Implementation of Convolution 2D Layer

Overview

In Image Processing, Convolution layers are the basic operator for performing various tasks such as Filtering, Edge Detection, Blurring and Feature Extraction. The process of Convolution 2D layer invloves applying kernel to the input image to obtain the "Convoluted Image".

General Steps of Convolution 2D

Place the kernel on the input image
Multipe each pixel in the kernel to the corrsponding pixel in the input image
Sum up the element-wise multipled results
Slide the kernel to the next pixel and repeat the process until the entire image is covered.

Project Overview

The logic and math of convolution layer are replicated in the programming languages such as C++ and Python.

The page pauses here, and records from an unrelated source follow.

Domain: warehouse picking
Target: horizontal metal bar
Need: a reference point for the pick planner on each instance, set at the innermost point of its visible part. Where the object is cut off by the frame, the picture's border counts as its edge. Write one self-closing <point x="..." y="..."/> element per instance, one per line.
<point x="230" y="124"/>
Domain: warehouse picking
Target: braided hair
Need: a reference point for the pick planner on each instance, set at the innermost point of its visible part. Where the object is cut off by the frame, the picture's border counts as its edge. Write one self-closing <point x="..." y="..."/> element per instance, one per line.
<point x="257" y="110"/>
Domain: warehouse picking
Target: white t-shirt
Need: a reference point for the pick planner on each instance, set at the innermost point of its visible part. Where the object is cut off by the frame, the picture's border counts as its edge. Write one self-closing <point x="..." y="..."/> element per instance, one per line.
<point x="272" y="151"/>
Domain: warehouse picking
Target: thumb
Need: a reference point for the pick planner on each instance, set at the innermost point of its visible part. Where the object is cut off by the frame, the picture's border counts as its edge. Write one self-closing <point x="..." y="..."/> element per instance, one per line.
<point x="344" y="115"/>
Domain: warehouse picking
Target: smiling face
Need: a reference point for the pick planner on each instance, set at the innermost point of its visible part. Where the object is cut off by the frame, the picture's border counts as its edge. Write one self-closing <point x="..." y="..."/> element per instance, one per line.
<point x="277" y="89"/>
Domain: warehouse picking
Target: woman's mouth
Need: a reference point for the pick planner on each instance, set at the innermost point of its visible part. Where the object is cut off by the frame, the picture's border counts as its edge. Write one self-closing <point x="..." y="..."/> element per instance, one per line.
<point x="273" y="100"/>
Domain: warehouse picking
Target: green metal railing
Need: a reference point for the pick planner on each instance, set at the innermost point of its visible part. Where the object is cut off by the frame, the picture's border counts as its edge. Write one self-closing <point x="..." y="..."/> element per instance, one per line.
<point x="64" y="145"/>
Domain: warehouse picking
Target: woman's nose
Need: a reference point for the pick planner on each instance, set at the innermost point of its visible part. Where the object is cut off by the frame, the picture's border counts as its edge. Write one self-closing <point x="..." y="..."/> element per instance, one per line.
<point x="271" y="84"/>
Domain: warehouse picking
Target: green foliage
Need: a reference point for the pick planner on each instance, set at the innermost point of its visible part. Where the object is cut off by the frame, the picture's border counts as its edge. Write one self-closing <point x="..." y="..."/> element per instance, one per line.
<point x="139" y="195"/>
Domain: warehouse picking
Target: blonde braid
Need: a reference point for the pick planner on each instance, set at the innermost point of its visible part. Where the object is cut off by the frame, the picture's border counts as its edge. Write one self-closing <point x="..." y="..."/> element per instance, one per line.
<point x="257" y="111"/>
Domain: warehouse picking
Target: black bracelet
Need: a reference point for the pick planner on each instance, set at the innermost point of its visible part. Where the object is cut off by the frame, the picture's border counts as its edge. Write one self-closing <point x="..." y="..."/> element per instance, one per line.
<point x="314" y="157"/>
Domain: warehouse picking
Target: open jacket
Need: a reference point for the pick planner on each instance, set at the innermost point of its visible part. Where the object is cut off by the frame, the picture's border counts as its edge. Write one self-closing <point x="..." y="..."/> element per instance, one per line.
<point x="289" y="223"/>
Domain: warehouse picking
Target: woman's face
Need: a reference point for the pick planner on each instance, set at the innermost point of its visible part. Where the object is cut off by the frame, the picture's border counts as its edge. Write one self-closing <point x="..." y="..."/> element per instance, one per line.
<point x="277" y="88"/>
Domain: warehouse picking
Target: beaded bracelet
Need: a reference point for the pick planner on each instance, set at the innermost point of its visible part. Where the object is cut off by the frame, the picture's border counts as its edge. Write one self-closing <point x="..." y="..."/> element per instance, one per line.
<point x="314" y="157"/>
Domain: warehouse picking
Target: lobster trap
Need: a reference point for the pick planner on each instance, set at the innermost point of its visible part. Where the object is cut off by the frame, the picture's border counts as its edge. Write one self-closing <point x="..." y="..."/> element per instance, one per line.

In order to improve the performance and effiency of the computation, the multi-threaded C++ program was implemented and the performance was compared with the non threaded C++ and python codes.

The image explains the application of Convolution-2D over multi-channel image and in the implementation which the project carries follows the steps mentioned below,

The input image is padded with the respective to the kernel size
Padded image is applied with the convolution 2D which can handle multi-channel
Basic blur kernel of 3 x 3 is used in the implementation
Multi-threading / parallelism is handled my the OpenMP library

Requirements

For python install the below required packages in your workspace

$ pip3 install -r requirements.txt

The C++ version of code requirement OpenCV header files, which can be build from source

Project Execution

Entire project can be executed by a single command which holds the underlying 3 different implementation of Convolution 2D

$ python3 main.py ../Convolution2D/images/sample.jpg

the main python script takes the image path from the commandline and distributes the image source to the underlying codes. The entire process of execution is automated and the "Convoluted Images" will be saved in the output folder with the executed code type as the name of it

Note

The input image is assumed to be 3 or Multi-channel input
padding is done by the formula (kernel - 1) / 2